PG : Nous faisons du « sur-mesure » grâce à notre adaptabilité, notre flexibilité. Nous nous adaptons au cabinet plus que l’inverse. Cependant, nous fixons des règles, un cadre, une feuille de route commune : nous voulons faire converger, en effet. Nous souhaitons développer la marque FINAXY et travailler de la même façon à Laval ou à Monaco. Les dirigeants qui nous vendent leur cabinet et rejoignent l’aventure Finaxy sont dans les faits souvent demandeurs d’intégration, et certains sont encore chez nous dix ans après. Parce que nous avons une approche différenciante : ces entrepreneurs peuvent continuer à s’épanouir dans un modèle différent et ils savent que nous respectons l’ADN de leur cabinet et leur esprit entrepreneurial.
PAA : Selon vous, à quoi faut-il être vigilant ?
PG : Il ne faut pas céder à l’appât du gain. Il est facile de casser de la valeur. On se dit souvent qu’un petit cabinet est « facile » à intégrer. Mais un rachat n’est pas qu’un chèque : il faut délivrer par la suite, ce n’est pas si simple que cela. Ce que l’on acquiert, c’est un portefeuille et des compétences. Un rachat, c’est un changement. Or, les clients n’aiment pas forcément le changement : une opération représente un risque de perte de clientèle qui n’est pas négligeable. Ainsi, lors d’une opération de croissance externe, nous sommes très attentifs à l’accompagnement du Dirigeant et à sa volonté de continuer l’aventure à nos côtés, car il est moins facile qu’on ne le pense de prendre le relais vis-à-vis de la clientèle avec laquelle il a noué une relation forte depuis de nombreuses années. Et avant de développer, il faut penser à garder et consolider ce qui a été acquis.
CC : Certains groupes de courtage, pour acquérir des « petits » cabinets, font des offres très élevées parfois déconnectées de toute réalité économique. De ce fait, il y a une très forte pression sur ces cabinets post acquisition et on observe par la suite de la casse sociale et une perte de clientèle. Nous sommes ainsi pour notre part très attentifs à trouver un juste équilibre permettant d’assurer le développement et la pérennité de la structure et de ses salariés une fois qu’elle a rejoint notre groupe
PAA : Votre offre repose-t-elle plus sur le passé ou les perspectives ?
PG : Le Business Plan peut présenter des perspectives qui nous conduisent à revoir notre offre à la hausse. Mais nous n’achetons pas le futur : notre approche est très rationnelle.
CC : Nous proposons au cédant de bénéficier d’un complément de prix dont le calcul est basé sur le développement de son cabinet. S’il croit dans son Business Plan, il a tout intérêt à adhérer à ce mécanisme. Cet alignement d’intérêt est très vertueux et permet de partager la valeur créée.

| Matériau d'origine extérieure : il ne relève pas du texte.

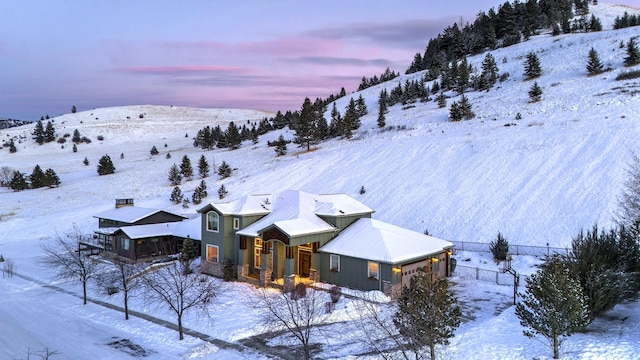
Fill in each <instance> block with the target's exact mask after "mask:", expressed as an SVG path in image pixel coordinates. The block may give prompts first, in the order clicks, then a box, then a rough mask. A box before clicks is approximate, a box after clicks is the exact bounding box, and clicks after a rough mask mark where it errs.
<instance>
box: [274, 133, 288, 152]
mask: <svg viewBox="0 0 640 360" xmlns="http://www.w3.org/2000/svg"><path fill="white" fill-rule="evenodd" d="M275 151H276V154H278V156H283V155H286V154H287V141H286V140H285V139H284V136H283V135H282V134H280V136H279V137H278V140H277V141H276V146H275Z"/></svg>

PAA : Avez-vous des regrets dans certaines opérations ?
PG : Si nous n’avons pas réalisé une opération uniquement pour une question de prix, nous ne le regrettons pas. Notre vrai regret, c’est quand nous sommes convaincus que l’opération s’inscrit dans notre plan stratégique et qu’il y a un partage de valeurs et une belle aventure à écrire avec le cabinet avec lequel nous sommes en discussions, et que nous ne réussissons pas à convaincre le dirigeant ou à être présents au bon moment pour présenter notre projet et notre offre.